CF Industries Holdings Inc. has consented to a change in its plans to buy certain assets of OCI NV (GM Aug. 10, 2015). On March 14, 2016, OCI NV announced that Consolidated Energy Ltd. has entered into a binding agreement with OCI to acquire a 50 percent stake in Natgasoline LLC. The acquisition will be made via G2X Energy Inc., a subsidiary of CEL. Natgasoline LLC is developing a greenfield methanol project in Beaumont, Texas.
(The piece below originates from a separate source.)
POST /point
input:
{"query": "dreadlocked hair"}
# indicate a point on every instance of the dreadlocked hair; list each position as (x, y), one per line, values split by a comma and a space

CF, which entered into a combination agreement with OCI in August 2015 has consented to OCI’s entry into the agreement with G2X. As part of the consent, OCI agreed that CF has no further obligation to purchase an investment in the project under the combination agreement. CF is expected to have the option to participate in the project with a stake of up to 50 percent to be determined at a future date. OCI and CF intend to enter into an amended combination agreement that will reflect G2X’s participation in the project, the revised capital structure and the terms of CF’s option.

Originally, CF was to take a 45 percent stake in Natgasoline, subject to financing, with an option to buy OCI’s remaining stake at some later time.
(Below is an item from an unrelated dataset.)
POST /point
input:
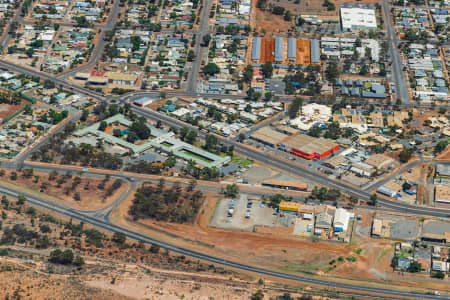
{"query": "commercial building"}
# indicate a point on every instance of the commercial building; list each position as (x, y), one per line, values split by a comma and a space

BASF rumored to be considering a DuPont bid

Ludwigshafen, Germany—BASF SE is reportedly considering an offer to purchase DuPont Co., according to Bloomberg, although most financial analysts believe any potential deal is a longshot given that DuPont has already agreed to a merger with Dow Chemical Co. (GM Dec. 14, 2015). Sources told Bloomberg that BASF has made no formal approach to DuPont and neither company confirmed that negotiations were underway, but BASF reportedly did engage in discussions with DuPont before the merger with Dow was announced on Dec. 11. BASF is the world’s largest chemical company but has no seed business, and trails Syngenta AG and Bayer AG as the third largest producer of crop protection chemicals. A merger with DuPont would enlarge its agricultural chemical offerings and make it the second-largest producer of seed, behind Monsanto Co. The merger stakes were reportedly upped for BASF when Syngenta announced on Feb. 3 (GM Feb. 5, p. 18) that it was being acquired by China National Chemical Corp. (ChemChina) in a transaction valued at more than US$43 billion (US$465 per ordinary share). Analysts say a BASF/DuPont combination would face significant regulatory hurdles, however, and DuPont would likely have to pay Dow a termination fee of $1.9 billion if it decides to back out of their merger deal. Sources say BASF may opt instead to pursue some segment of DowDupont Inc. after the merged company splits off its agriculture, specialty chemicals, and materials segments as planned. Dow and DuPont’s merger of equals is the largest deal ever in the chemical industry, creating the world’s largest agriculture business and the second-largest chemical company, after BASF.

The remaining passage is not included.